Aber auch hier gibt es eine Aufwärtsbewegung. Der Marktanteil in Deutschland wurde von 1,7 auf 2,4 Prozent gesteigert, bis 2015 soll der Anteil bei über drei Prozent mit über 100.000 Hyundais in Deutschland betragen. "Wir sind nah dran an der Nummer fünf und vier in Deutschland", sagt Frey und unterstreicht so die Ambitionen. Unter anderem mit einer Modelloffensive sollen potentielle Kunden angelockt werden. "In diesem Jahr werden wir sieben Neuvorstellungen präsentieren, bis 2015 werden wir insgesamt 16 Modelllinien im Programm anbieten", so Frey.

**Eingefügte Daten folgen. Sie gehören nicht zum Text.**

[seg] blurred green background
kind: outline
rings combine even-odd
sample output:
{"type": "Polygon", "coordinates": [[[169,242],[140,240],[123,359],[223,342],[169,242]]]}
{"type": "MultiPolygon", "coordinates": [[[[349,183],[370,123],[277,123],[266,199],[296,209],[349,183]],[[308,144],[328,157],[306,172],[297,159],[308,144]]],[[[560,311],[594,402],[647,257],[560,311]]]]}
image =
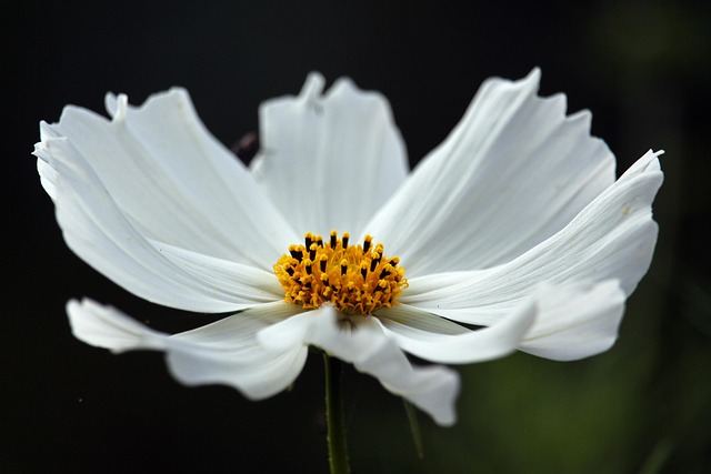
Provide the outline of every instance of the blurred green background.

Niedrige Kosten in der Slowakei
Doch den Knackpunkt, in Deutschland und Europa zu punkten, sieht Frey im Aufbau der europäischen Produktion. Im Technik-Center in Rüsselsheim werden neue Entwicklungen vorangetrieben, das Diesel-Zentrum gibt die Strategie in diesem Bereich im ganzen Unternehmen vor. "Die europäische Produktion gibt uns Flexibilität und weniger Wartezeit", sagt Frey, "lediglich zehn Prozent unserer Autos kommen aus Südkorea."
Ein weiterer Gesichtspunkt sind die niedrigen Kosten bei der Herstellung der Fahrzeuge im slowakischen Zilina, wo sich fast die gesamte Autoindustrie samt Zuliefererbetriebe wiedertrifft. Die Arbeitskosten betragen dort ein Zwanzigstel im Vergleich zum Lohn eines deutschen Arbeiters.
Hoffnung auf neues Sommermärchen
Eine weitere Säule ist das Sponsoring. Seit 2000 ist Hyundai Sponsor des Fußball-Weltverbandes Fifa, vor kurzem wurde der Vertrag bis 2020 verlängert. "Das Sponsoring hat viel zur Bekanntheit beigetragen", sagt der Automanager. Besonders die Heim-WM im Jahr 2006 hat den Bekanntheitsgrad vergrößert. Und auch die anstehende Frauen-WM in diesem Sommer in Deutschland soll das Image weiter aufpolieren.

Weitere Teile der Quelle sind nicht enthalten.